Build a custom Hadron image with NVIDIA drivers
Hadron Linux is a musl-based, from-scratch distribution. NVIDIA's pre-built driver containers target specific glibc distributions (Ubuntu, RHEL, etc.) and do not support Hadron out of the box. The correct approach is to compile NVIDIA open kernel modules against the exact Hadron kernel version and bake them — along with the NVIDIA userspace tools and a glibc shim — into a custom OCI image.
The kairos-io/hadron repository provides
examples/add-packages/Dockerfile.nvidia which does exactly this.

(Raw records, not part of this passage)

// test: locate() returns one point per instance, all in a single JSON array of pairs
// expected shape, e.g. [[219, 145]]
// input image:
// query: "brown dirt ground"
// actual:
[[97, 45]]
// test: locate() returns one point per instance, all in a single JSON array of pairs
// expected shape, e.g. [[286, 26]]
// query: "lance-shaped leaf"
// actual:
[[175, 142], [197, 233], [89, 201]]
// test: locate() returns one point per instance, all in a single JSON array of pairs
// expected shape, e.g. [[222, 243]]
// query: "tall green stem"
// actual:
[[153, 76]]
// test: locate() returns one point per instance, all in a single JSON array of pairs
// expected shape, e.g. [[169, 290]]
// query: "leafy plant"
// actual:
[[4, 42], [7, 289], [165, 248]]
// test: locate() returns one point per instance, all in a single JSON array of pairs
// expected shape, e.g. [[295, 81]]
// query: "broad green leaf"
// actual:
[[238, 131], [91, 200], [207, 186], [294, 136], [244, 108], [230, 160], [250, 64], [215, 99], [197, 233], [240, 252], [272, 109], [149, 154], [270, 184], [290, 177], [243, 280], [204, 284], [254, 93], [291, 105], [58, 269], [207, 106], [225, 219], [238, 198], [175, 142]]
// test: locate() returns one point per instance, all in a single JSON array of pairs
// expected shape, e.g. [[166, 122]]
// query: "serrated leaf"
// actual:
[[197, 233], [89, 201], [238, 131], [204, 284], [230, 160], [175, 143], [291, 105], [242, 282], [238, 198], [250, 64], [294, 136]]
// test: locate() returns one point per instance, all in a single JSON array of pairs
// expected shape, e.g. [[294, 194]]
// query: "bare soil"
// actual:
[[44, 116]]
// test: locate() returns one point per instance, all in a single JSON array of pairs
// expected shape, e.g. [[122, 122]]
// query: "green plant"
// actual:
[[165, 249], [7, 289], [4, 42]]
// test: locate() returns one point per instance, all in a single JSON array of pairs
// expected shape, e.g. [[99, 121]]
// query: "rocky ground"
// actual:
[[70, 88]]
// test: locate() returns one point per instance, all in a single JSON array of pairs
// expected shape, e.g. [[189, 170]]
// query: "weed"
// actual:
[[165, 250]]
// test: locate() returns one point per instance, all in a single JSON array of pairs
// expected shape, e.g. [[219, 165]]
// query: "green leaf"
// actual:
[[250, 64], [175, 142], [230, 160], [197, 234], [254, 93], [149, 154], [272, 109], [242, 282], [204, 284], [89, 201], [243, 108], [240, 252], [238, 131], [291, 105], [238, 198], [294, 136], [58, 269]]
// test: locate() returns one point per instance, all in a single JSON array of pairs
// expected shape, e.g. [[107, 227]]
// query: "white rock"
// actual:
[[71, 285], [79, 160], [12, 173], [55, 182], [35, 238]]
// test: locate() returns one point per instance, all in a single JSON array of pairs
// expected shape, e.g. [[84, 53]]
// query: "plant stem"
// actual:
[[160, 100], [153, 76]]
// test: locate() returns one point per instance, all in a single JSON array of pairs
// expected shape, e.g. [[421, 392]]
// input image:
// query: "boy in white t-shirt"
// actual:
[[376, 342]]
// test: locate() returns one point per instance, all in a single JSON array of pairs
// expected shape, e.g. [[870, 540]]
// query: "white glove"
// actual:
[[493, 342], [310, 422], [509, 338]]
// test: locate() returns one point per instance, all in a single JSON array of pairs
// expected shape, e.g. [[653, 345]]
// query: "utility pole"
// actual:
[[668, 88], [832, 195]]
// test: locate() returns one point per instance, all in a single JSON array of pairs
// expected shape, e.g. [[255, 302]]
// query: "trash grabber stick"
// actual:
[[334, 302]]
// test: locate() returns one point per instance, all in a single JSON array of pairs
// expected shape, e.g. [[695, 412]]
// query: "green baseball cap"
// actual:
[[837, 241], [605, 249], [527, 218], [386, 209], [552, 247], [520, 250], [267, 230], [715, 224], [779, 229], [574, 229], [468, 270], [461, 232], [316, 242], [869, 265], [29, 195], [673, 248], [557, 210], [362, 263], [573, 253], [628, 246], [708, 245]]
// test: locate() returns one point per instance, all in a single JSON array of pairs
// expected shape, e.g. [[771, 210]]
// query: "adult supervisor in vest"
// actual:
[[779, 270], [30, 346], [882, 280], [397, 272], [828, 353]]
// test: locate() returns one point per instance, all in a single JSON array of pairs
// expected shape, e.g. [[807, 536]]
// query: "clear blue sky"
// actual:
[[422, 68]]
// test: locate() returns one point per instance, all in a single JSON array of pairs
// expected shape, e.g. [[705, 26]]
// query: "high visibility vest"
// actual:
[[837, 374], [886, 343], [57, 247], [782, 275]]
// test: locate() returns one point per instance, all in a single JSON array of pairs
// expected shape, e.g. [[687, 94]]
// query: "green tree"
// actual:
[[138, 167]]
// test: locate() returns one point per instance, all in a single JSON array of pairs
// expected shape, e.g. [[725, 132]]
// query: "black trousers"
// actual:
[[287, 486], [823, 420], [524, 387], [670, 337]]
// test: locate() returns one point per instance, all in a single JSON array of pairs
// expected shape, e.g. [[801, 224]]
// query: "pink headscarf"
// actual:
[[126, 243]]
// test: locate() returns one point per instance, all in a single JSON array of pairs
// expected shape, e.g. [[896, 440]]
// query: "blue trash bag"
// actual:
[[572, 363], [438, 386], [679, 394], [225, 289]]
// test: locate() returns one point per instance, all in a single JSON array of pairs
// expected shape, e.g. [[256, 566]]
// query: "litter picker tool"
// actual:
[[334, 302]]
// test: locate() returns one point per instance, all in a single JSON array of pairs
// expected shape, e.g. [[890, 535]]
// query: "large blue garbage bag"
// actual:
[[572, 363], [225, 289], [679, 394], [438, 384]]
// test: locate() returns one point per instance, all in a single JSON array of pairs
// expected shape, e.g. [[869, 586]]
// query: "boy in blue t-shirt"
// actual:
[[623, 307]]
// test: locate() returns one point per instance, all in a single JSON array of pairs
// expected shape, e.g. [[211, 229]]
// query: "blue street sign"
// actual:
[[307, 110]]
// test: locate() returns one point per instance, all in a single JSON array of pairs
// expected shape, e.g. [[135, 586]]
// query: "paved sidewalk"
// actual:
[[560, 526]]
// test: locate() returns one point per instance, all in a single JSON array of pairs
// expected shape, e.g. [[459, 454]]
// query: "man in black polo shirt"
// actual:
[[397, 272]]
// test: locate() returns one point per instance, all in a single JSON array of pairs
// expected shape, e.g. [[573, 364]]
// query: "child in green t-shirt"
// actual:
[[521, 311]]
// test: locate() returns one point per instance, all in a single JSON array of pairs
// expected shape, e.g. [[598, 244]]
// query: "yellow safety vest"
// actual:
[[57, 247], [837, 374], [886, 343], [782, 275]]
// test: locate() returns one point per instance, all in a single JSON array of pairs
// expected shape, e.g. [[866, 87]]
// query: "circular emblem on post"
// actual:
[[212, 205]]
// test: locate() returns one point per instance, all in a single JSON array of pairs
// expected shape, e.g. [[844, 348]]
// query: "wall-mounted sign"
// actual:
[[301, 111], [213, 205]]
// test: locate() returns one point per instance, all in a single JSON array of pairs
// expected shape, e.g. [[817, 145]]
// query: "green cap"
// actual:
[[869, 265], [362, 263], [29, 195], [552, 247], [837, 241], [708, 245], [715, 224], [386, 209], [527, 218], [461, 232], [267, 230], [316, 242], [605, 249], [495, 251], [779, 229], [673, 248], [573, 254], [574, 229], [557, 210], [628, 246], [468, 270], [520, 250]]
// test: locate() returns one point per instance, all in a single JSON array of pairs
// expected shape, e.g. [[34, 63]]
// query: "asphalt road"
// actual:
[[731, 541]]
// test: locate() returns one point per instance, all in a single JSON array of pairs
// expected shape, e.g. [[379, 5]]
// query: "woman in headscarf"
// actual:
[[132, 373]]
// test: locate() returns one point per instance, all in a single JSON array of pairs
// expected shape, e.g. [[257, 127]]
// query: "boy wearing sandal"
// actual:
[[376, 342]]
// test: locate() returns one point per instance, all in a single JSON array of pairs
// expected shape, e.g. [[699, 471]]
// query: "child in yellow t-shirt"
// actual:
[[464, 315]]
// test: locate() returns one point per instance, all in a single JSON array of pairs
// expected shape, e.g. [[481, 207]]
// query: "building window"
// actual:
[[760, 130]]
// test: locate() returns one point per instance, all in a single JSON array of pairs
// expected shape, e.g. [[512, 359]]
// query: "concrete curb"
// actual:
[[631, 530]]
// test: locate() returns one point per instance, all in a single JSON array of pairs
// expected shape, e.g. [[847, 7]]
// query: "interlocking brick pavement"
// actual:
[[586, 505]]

Choosing the right base image​
The hadron-extension final stage uses BASE_IMAGE as its base. The right value depends on
what you plan to do with the image:
| Use case | BASE_IMAGE |
|---|---|
| Build a bootable ISO / sysextension with Auroraboot | ghcr.io/kairos-io/hadron |
Upgrade a running Kairos node (via NodeOpUpgrade) | The full Kairos image from quay.io/kairos |
When upgrading a running node with the Kairos operator, the upgrade pod runs kairos-agent
from inside your image. The raw ghcr.io/kairos-io/hadron base does not include
kairos-agent; using it as the base will fail at upgrade time with
kairos-agent: command not found.
To find the correct full Kairos image tag for your running node:
kairos-agent upgrade list-releases | grep hadron
Example output:
quay.io/kairos/hadron:v0.0.4-standard-amd64-generic-v4.0.3-k3s-v1.35.2-k3s1
Use that full image reference as your BASE_IMAGE + BASE_IMAGE_TAG.
Build arguments​
| Argument | Purpose |
|---|---|
HADRON_VERSION | Hadron release tag — used for the hadron-toolchain image. Must match the kernel on your target node. |
BASE_IMAGE | Registry + image name for the final base (see table above). |
BASE_IMAGE_TAG | Full tag of the base image (may differ from HADRON_VERSION for full Kairos images). |
NVIDIA_VERSION | NVIDIA open-gpu-kernel-modules version (e.g. 580.126.20). |
JOBS | Parallelism for compilation ($(nproc) on native builds). |
KERNEL_ARCH | Kernel ARCH value — must be x86_64 (not amd64) for x86_64 targets. |
HADRON_VERSION and BASE_IMAGE_TAG serve different purposes. HADRON_VERSION pins the
toolchain (and thus the kernel version the modules are compiled against). BASE_IMAGE_TAG is
the tag of the OS image layered into the final output. Keep HADRON_VERSION matching the
Hadron flavor release (e.g. v0.0.4); BASE_IMAGE_TAG may be the longer Kairos release tag.
What the image contains​
The build produces a Kairos OS image with these additions on top of the base:
| Component | Source | Purpose |
|---|---|---|
NVIDIA open kernel modules (.ko.zst) | Compiled from source against Hadron kernel | modprobe nvidia |
nvidia-smi, nvidia-cuda-mps-* | NVIDIA redistributable driver | GPU management tools |
nvidia-modprobe | NVIDIA redistributable | Creates /dev/nvidia* device nodes at boot |
glibc runtime (libc.so.6, ld-linux-*.so) | Ubuntu 24.04 | Lets glibc-linked NVIDIA binaries run on musl |
NVIDIA compute libraries (libcuda.so, libnvidia-ml.so, …) | NVIDIA redistributable | CUDA / ML frameworks |
| NVIDIA firmware | NVIDIA redistributable | GPU firmware blobs |
/etc/modprobe.d/blacklist-nouveau.conf | Generated | Prevents nouveau from loading |
/etc/udev/rules.d/71-nvidia.rules | Generated | Triggers nvidia-modprobe on module load |
nvidia-modprobe and the udev rule are requiredThe NVIDIA kernel modules load at boot, but on Hadron (a from-scratch distro) the standard
distro udev rules for creating NVIDIA device nodes are not present. Without nvidia-modprobe
being called after the modules load, /dev/nvidia0, /dev/nvidia-uvm and friends are never
created. The result is that nvidia-smi starts but reports "couldn't communicate with the
NVIDIA driver" even though lsmod | grep nvidia shows the modules as loaded.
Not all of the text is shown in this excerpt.